Once the train arrived we had to run down the platform with our bags to try and identify our carriage. A hasty goodbye to Major, our hardworking driver of the last fortnight, and we were off. Then the challenge of trying to identify our places (all in different sections), when every section was curtained off and half the occupants were already sleeping (the train has been running for 2/3 days already, apparently).
Waiting, waiting and more waiting has been the theme for the last couple of days.
We finally left the resort for Amaria train station just before it got dark last night. I thought I was getting used to Indian traffic, but our first non-city ride at night proved otherwise. The cars and trucks don’t have rear lights, the cycles have no lights, so as we drove along the windy roads, cyclists kept looming out of the darkness at the last moment.
Once at the station we had a wait of over an hour. A little bit tedious, but I kept myself occupied counting the trucks on all the freight trains that went by (Dad has taught me well). End result – all coal, all 58/59 trucks. Arie also gave a group of young lads a tiger slideshow on his laptop. It was obviously well received, and when the boys moved off we kept catching the word ‘tiger’ in their fast Hindi conversation.

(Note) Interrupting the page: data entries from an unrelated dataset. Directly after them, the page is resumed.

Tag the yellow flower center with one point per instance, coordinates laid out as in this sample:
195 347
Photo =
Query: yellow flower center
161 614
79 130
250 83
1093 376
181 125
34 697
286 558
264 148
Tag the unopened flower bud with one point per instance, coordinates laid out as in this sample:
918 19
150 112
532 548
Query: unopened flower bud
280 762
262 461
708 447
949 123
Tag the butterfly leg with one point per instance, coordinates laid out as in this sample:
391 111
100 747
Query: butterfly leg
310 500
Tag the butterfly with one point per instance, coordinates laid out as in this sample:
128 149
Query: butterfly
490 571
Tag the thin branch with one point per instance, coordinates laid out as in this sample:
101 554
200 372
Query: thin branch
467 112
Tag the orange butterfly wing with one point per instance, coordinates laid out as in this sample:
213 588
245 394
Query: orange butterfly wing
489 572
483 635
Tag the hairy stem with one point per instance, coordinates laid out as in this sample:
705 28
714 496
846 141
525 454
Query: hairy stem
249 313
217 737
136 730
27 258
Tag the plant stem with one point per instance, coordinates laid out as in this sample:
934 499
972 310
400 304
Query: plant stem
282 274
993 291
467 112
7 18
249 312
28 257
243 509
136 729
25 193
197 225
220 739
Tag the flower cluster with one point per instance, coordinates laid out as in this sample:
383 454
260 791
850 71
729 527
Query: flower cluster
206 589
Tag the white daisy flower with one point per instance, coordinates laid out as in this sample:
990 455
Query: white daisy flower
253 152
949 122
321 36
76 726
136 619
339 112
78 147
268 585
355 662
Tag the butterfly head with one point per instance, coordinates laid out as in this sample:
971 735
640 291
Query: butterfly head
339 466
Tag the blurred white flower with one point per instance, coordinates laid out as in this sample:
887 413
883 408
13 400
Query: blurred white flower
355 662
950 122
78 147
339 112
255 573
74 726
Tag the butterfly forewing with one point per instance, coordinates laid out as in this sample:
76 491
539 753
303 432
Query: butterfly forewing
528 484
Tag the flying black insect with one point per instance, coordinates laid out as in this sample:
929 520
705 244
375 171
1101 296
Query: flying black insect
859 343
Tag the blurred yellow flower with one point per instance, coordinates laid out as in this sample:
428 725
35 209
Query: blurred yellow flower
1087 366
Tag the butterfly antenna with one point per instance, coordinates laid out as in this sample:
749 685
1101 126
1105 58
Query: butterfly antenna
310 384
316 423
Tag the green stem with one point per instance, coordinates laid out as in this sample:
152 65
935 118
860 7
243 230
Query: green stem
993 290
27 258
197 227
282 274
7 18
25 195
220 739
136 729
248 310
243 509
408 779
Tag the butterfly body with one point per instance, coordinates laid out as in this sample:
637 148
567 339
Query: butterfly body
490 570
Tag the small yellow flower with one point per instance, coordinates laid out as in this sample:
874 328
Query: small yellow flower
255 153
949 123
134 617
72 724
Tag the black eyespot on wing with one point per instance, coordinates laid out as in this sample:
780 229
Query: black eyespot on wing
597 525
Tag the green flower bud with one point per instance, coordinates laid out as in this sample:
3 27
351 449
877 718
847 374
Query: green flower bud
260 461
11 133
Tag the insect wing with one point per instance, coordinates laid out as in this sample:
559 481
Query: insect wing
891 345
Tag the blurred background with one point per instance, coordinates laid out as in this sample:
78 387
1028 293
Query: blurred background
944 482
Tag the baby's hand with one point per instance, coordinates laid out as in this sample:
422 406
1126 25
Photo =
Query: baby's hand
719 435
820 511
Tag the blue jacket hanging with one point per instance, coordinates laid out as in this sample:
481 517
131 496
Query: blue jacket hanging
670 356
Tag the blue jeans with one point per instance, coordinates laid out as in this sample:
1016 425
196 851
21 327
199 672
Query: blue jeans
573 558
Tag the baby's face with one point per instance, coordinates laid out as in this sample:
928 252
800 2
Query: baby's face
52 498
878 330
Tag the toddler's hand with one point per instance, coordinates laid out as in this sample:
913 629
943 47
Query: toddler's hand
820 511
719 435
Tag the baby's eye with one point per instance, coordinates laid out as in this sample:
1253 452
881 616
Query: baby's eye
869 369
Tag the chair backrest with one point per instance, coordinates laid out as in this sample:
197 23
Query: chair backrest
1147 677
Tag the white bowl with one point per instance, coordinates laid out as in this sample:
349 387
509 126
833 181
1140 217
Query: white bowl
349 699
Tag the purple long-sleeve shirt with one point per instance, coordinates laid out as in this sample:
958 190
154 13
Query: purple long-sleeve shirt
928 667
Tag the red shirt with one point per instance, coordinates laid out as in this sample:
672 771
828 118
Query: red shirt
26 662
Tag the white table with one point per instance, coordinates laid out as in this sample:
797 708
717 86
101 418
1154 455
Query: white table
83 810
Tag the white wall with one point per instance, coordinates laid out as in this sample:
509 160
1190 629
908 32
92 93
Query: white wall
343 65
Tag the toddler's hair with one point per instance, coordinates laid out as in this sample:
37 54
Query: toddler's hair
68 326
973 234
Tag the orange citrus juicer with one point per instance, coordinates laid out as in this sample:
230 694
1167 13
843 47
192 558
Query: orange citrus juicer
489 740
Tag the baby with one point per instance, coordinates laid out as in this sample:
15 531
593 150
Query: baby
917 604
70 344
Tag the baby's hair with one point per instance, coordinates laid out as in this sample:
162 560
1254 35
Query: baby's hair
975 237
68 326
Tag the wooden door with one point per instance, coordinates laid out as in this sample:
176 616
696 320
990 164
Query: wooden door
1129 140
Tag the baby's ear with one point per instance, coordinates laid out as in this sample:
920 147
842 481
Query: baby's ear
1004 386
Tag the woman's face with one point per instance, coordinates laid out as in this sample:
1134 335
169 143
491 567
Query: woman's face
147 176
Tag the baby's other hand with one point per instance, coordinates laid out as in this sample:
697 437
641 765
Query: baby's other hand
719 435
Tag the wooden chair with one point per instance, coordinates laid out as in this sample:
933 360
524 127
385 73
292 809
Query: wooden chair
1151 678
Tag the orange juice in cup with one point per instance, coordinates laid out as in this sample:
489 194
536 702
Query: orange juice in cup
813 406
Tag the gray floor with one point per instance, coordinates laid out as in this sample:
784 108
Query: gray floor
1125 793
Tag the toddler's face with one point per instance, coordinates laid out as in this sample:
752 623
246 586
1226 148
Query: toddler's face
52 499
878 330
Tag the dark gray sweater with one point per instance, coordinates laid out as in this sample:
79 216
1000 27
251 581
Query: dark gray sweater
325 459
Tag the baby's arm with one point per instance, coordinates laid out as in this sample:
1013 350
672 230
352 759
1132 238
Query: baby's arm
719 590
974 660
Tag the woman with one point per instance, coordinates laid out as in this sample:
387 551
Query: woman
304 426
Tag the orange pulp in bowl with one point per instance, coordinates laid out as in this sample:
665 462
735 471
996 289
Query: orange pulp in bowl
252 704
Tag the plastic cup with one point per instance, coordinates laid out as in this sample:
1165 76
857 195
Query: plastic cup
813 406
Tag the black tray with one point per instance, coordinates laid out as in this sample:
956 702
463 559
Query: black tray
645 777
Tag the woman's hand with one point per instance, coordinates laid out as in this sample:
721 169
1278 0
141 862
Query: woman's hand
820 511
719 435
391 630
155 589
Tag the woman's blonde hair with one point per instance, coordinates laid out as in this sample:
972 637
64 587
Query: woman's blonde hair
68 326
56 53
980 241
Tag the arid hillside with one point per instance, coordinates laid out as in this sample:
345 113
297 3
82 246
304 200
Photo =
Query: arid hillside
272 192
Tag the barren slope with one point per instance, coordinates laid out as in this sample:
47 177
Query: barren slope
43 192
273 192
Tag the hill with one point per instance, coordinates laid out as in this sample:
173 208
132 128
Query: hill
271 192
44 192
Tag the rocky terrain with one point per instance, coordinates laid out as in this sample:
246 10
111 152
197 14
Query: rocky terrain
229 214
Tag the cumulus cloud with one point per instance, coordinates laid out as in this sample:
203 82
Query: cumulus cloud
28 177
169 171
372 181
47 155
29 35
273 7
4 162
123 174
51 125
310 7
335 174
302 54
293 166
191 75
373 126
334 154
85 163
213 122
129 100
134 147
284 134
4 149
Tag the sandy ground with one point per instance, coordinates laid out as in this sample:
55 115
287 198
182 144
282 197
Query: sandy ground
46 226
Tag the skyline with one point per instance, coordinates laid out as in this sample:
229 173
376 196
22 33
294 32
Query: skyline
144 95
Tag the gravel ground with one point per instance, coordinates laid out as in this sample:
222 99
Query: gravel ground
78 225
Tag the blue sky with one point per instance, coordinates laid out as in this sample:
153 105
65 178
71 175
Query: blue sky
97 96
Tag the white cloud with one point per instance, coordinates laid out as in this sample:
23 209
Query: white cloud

The train was not too uncomfortable, and the air-conditioning was very welcome after we’d done without for the past couple days. But the ride was long. Awake at 6am, there were still 8 hours to go until arrival.. in the end it was another 10 hours, as we made a couple unexplained long (1hr) stops along the way.
The original plan for the afternoon was a city tour of Delhi, followed by the transfer to the airport. However, as the agent meeting us straightaway confirmed that our flight was cancelled, we asked to find a hotel first and cancel the tour. A good plan, as it started raining on the drive. This time, not the budget hotel we started out at, but a flashier place with internet and a swimming pool.
In the room we promptly got the internet working and started scanning flight options to Madrid, Rome, Athens. Lisbon and anywhere else we could think of that wouldn’t be affected by volcano ash. The results weren’t promising. A couple cheap options flying with Uzbekistan Airlines through Tashkent which would have still left us stranded in Athens (no good train links there), or a couple exorbitantly priced options through Dubai and Jordan. Arie managed to get on the phone with KLM only to be told that they could fit us in on the 30th April.. a 10 day wait. That pretty much dampened our spirits, so we went for dinner in the hotel (expensive, but very good) and drowned our sorrows in a couple bottles of beer (Arie, Marcel) and a double gin and tonic (for me!) before going to bed.